Finding general solution of linear ODE inhomogeneous

[ohspyro89]

Homework Statement

Find the general solution to y''-2y'-24y=50e^6x-14cos(x)-175sin(x)

Homework Equations

I can't figure out how to solve for B,C,D, and E. I'm wondering if I did something wrong.

The Attempt at a Solution

I'm attaching photos, since it'd take forever to type this all out. I'm stuck on this one, and I'm working on another problem at the same time.

 

[cragar]

it should be factored as (m-6)(m+4)
not (m-6)(m-4) ill look at the rest.

 

[Mark44]

Yes, you did something wrong. Your particular solution should be
y_p = Axe^6x + Bsin(x) + Ccos(x)

The general solution will be y = c₁e^6x + c₂e^-4x + y_p

 

[ohspyro89]

*Face-Palm*

Alright, I'll work on it. Thanks guys!

Also, was I right to get rid of one of the +-i for the undetermined coefficients part? So, now I don't have a D and E to worry about, but it covers the cosx-sinx.

 

[Mark44]

You really don't need either of the +/- i pairs. If your roots of the char. equation include +/- i, the solutions will include e^(ix) and e^(-ix), but you can take a linear combination of these and work with cos(x) and sin(x) instead.

 

[ohspyro89]

How's this? I got a constant to be zero, which seems odd to me.
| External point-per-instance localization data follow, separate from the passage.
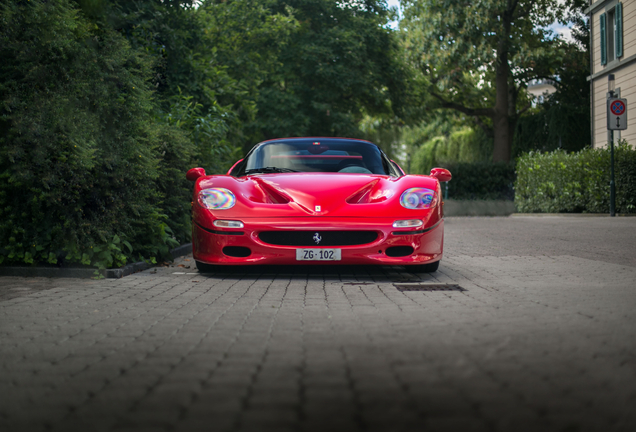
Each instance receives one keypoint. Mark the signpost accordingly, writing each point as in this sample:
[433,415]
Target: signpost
[616,120]
[616,114]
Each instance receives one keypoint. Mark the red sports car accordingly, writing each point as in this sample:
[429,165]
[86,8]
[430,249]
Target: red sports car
[317,201]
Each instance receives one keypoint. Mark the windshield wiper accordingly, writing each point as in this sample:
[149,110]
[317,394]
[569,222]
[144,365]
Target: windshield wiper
[266,170]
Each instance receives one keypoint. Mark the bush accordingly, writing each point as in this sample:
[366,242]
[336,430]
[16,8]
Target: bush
[466,145]
[489,181]
[85,169]
[560,182]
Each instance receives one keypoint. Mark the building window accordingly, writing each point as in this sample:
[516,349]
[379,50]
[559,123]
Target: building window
[612,34]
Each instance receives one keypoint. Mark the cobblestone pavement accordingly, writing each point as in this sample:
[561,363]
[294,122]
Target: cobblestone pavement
[542,338]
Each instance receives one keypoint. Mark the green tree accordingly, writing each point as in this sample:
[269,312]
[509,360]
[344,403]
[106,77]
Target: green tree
[562,121]
[80,152]
[478,57]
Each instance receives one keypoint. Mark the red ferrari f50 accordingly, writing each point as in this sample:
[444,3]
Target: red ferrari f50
[317,201]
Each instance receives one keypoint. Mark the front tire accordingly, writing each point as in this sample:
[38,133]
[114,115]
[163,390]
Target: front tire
[424,268]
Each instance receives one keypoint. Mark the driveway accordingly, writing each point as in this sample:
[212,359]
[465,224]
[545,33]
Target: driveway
[529,325]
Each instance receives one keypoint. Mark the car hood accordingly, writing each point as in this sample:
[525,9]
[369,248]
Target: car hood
[316,194]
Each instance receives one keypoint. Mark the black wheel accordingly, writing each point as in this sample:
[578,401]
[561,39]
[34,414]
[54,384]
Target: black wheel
[205,268]
[424,268]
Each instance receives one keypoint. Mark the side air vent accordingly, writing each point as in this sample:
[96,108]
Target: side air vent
[237,251]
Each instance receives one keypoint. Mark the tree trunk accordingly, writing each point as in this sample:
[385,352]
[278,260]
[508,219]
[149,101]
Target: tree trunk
[501,117]
[501,151]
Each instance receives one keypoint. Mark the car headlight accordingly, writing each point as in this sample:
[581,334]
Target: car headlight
[216,199]
[418,199]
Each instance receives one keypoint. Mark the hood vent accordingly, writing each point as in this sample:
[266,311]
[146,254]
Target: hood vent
[268,194]
[370,194]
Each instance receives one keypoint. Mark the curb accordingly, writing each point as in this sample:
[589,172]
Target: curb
[87,273]
[571,215]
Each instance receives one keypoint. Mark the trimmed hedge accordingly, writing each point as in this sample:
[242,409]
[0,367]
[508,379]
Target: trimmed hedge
[481,180]
[560,182]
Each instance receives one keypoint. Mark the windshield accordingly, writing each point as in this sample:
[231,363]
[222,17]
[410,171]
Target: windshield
[315,155]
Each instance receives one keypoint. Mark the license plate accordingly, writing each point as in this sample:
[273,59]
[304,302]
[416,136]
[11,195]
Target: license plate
[318,255]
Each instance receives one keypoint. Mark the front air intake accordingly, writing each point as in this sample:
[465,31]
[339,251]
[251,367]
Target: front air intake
[398,251]
[318,238]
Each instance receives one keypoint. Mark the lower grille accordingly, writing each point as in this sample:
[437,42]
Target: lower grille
[318,238]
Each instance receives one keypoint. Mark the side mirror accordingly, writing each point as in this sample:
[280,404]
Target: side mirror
[397,167]
[441,174]
[195,173]
[229,172]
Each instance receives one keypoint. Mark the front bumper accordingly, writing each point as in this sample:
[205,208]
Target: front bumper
[209,243]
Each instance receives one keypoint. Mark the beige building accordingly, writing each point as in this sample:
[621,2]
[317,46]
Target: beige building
[613,51]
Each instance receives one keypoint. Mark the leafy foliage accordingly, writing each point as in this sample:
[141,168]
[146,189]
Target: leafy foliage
[79,147]
[478,58]
[560,182]
[481,180]
[562,121]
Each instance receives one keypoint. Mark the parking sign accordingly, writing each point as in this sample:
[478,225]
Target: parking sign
[616,114]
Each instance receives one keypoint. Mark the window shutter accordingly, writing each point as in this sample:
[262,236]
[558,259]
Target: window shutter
[618,37]
[603,40]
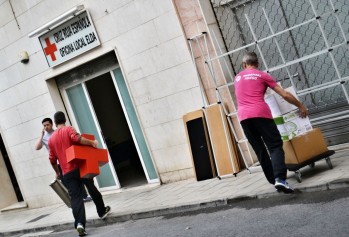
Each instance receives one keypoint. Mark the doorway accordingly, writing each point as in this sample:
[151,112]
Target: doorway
[115,131]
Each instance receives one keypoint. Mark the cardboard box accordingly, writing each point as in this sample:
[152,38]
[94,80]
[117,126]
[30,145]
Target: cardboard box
[296,125]
[304,147]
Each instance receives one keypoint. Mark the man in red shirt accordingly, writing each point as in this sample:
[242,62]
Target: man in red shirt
[60,140]
[257,122]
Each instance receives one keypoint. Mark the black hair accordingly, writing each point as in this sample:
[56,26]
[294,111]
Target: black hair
[59,118]
[251,59]
[47,120]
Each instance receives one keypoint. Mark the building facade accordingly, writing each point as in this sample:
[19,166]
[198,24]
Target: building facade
[131,92]
[123,71]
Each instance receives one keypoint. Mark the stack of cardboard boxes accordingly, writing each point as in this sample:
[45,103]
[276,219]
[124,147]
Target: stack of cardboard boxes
[301,141]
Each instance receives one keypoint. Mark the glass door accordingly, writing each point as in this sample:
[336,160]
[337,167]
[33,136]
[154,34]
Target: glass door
[86,122]
[135,126]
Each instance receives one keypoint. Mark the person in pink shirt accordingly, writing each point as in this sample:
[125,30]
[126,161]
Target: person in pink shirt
[62,138]
[257,122]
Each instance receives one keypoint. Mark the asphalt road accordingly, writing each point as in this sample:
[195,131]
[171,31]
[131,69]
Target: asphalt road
[303,214]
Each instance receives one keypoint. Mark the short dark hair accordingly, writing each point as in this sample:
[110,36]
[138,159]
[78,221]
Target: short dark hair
[251,59]
[59,118]
[46,120]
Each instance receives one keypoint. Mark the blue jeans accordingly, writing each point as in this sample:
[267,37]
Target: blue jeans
[262,134]
[75,186]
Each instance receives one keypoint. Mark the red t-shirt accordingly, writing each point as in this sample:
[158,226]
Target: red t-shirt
[61,139]
[250,86]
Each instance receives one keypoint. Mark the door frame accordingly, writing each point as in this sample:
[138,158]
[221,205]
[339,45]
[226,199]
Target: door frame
[75,125]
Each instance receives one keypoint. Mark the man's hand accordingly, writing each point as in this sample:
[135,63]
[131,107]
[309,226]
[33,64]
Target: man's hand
[58,176]
[95,143]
Is this the right general solution?

 

[cragar]

A should equal 5

 

[Mark44]

Looks reasonable - you can check it yourself. Is y'' - 2y' - 24y = 50e^6x-14cos(x)-175sin(x) an identity? IOW, if you replace the 3 terms on the left with your solution and its first two derivatives, do you end up with what you have on the right?